Decisão Texto Integral: ACORDAM NO TRIBUNAL DA RELAÇÃO DE GUIMARÃES


I.RELATÓRIO.
1. B., pede nesta acção de investigação de paternidade que se declare que é filho do réu C., alegando em síntese que nasceu da gravidez sobrevinda das relações sexuais de cópula havidas entre este e sua mãe D., tendo tomado conhecimento dessa filiação biológica apenas no Verão de 2013.

O réu contestou por excepção, invocando a caducidade da acção nos termos do artigo 1817º, nº1, do Cód. Civil, e impugna os factos alusivos à alegada procriação, bem como à data em que o autor diz ter tomado conhecimento da filiação biológica paterna.



Na audiência prévia, depois do autor ter suprido a insuficiência da matéria de facto da petição inicial (foi então alegado que “nos primeiros 120 dias dos 300 que antecederam o nascimento do autor, o réu teve relações sexuais com sua mãe”), foram enunciados os temas de prova.



Na fase de instrução, perante a recusa do réu em submeter-se ao exame hematológico oficiosamente ordenado pelo tribunal, o Sr. Juiz do processo proferiu o despacho de 144 a 146 onde conclui: “determino a inversão do ónus da prova nos termos do disposto no artigo 344º, nº2, do Código Civil, cabendo ao réu provar que não é pai do autor”.

Realizado o julgamento, foi proferida sentença final a julgar improcedente a excepção de caducidade, e a declarar que o autor B. é filho do réu, e orde-nando o respectivo averbamento no assento de nascimento da Conservatória de registo Civil de Bragança.
2. O réu interpôs recurso da sentença, pedindo a revogação da sentença, enquanto o autor pugna nas contra-alegações pela manutenção do julgado, tendo suscitado ad questões prévias da inadmissibilidade do recurso por falta de formulação de conclusões e da inadmissibilidade da junção dos do-cumentos apresentados pelo recorrente.

II. Questões prévias.
a) O recurso deve ser rejeitado por falta de conclusões?
O normativo do artigo 639º, nº1, do CPC, impõe ao recorrente o ónus de, no final das alegações, indicar de forma sintética os fundamentos por que pede a alteração ou anulação da decisão.

É usual identificar-se as conclusões no final do corpo das alegações através de itens ou artigos precedidos da expressão «conclusões», mas como alerta Abrantes Geraldes, podemos confrontar-nos com situações da vida real em que só na aparência se verifica falta de conclusões ou “quando a motivação, pelo modo como se encontra estruturada, acaba por conter, em termos substantivos, as referidas conclusões” (Recursos no Novo Código de Processo Civil”, Almedina 2013, nota de rodapé 184, pág. 116).

Refere o Prof. A. dos Reis que «as conclusões são proposições sintéticas que emanam naturalmente do que se expôs ao longo da alegação», mas que não há palavras sacramentais, isto é, o importante é que os termos da peça recursiva permitam ao tribunal a quo e ao recorrido apreender as concretas razões por que o recorrente pede a revogação da sentença.

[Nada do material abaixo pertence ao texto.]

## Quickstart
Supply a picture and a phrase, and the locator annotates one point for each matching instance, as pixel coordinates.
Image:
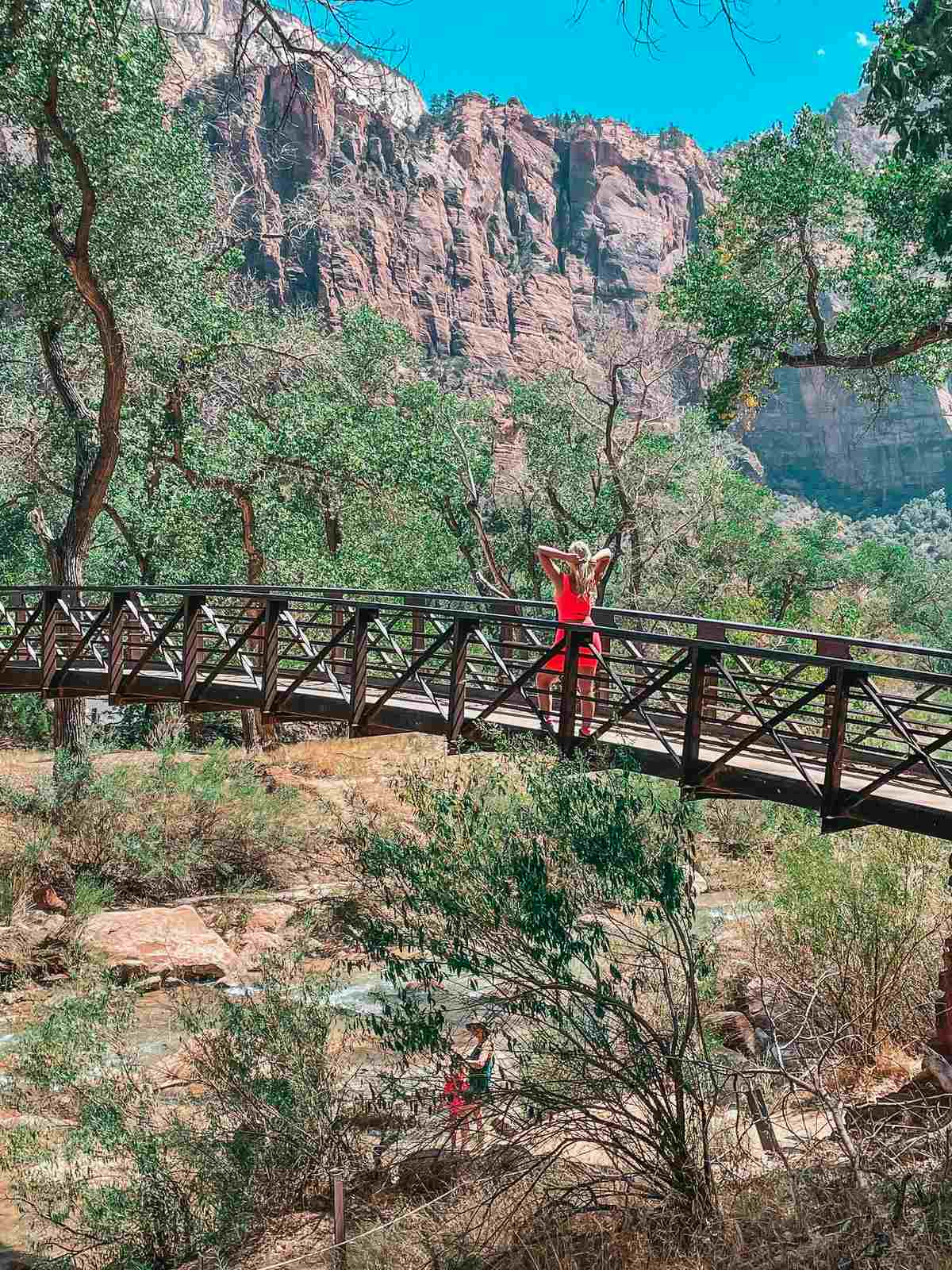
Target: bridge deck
(727, 710)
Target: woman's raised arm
(601, 560)
(546, 556)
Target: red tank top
(571, 607)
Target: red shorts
(587, 657)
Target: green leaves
(803, 222)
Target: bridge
(858, 730)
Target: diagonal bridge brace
(911, 761)
(409, 673)
(127, 679)
(514, 687)
(919, 755)
(708, 772)
(79, 649)
(317, 660)
(200, 689)
(634, 702)
(22, 635)
(770, 724)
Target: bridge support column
(569, 704)
(456, 714)
(192, 649)
(273, 609)
(835, 714)
(942, 1041)
(118, 618)
(359, 667)
(701, 664)
(50, 648)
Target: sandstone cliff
(495, 238)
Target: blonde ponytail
(582, 573)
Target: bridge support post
(359, 667)
(701, 662)
(569, 704)
(50, 649)
(192, 648)
(835, 713)
(273, 609)
(456, 713)
(118, 618)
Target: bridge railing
(835, 722)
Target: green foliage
(442, 105)
(136, 1183)
(909, 74)
(922, 527)
(25, 719)
(672, 137)
(803, 220)
(560, 897)
(148, 835)
(860, 920)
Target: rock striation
(497, 238)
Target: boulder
(175, 941)
(264, 933)
(734, 1030)
(46, 899)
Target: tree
(909, 74)
(609, 455)
(103, 214)
(641, 19)
(559, 899)
(801, 224)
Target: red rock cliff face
(494, 238)
(490, 235)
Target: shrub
(25, 719)
(135, 1181)
(145, 836)
(559, 897)
(856, 927)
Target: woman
(455, 1094)
(479, 1064)
(575, 586)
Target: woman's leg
(587, 691)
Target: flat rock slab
(160, 941)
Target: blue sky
(531, 50)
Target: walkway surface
(858, 730)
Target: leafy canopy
(803, 222)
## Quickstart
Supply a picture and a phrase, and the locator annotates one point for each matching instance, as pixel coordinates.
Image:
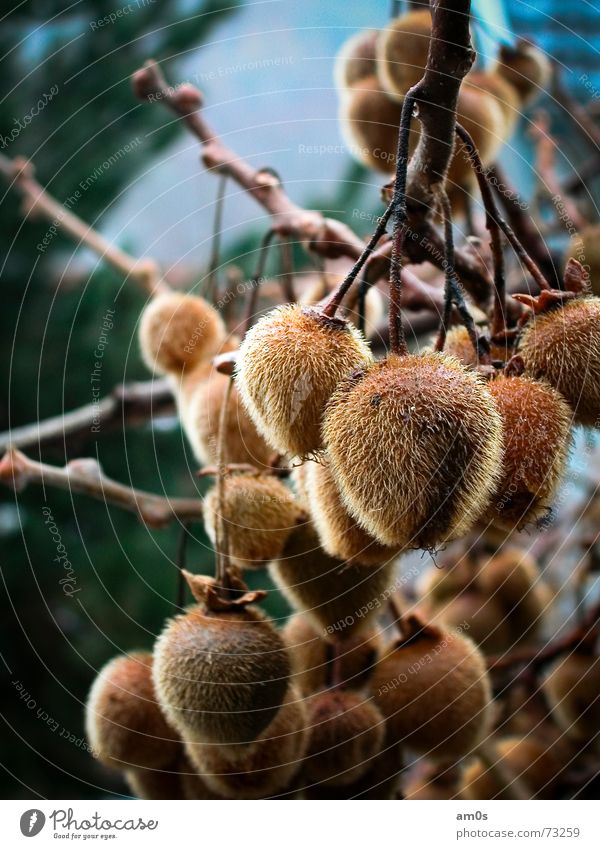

Neste recurso, não obstante a ausência da demarcação nítida e formal entre os dois segmentos (alegações e conclusões) os termos e conteúdo do arrazoado dizem que o recorrente impugna a decisão sobre a matéria de facto provada constante dos pontos 3, 4, 5 e 6, e que pretende obter por via dessa alteração a procedência da caducidade da acção e a revogação da sentença que deu por verificada a filiação biológica. Com efeito, no decurso da motivação, refere o recorrente que “de tudo quanto acaba de ser exposto…antolha-se-nos que o tribunal “a quo” não fez uma correcta análise e interpretação da matéria submetida a prova, no que concerne aos pontos 3) e 4) da alínea a) dos factos Provados, da Fundamentação de factos já que os pontos 4), 5) e 6) já nos pronunciamos em matéria de caducidade” e nos últimos parágrafos da peça fez constar o seguinte:
-Ao valorar, como valorou o Tribunal “a quo”, a prova produzida não dando como provada a excepção de caducidade levantada, e dando como provado que a mãe do Autor teve relações sexuais nos primeiros cento e vinte dias dos trezentos que precederam o seu nascimento, e que o Autor é fruto das relações sexuais tidas entre o Réu e a mãe do Autor, julgando, como tal, a acção procedente e declarando que o Autor é filho do Réu, por deficiente apreensão e interpretação do que as testemunhas disseram, conjugado, com a data e local da obtenção das cartas, violou por erro de aplicação o disposto no artigo 1817; n.º 3, alínea b) do C. Civil.
-Devendo, contrariamente, dar como provado que o Autor não encontrou as cartas juntas à petição, no Verão de 2013, e como tal o direito de propor a acção caducou, bem como não deve ser provado que a mãe do Autor e o Réu tiveram relações sexuais, no período legal da concepção, seja entre 8 de Junho e 10 de Outubro de 1969, bem como não deve ser dado como provado que o Autor nasceu de relações sexuais havidas entre a mãe daquele e o Réu, porquanto a presunção a que se refere o n.º 2 do artigo 1871 do C. Civil, fora ilidida.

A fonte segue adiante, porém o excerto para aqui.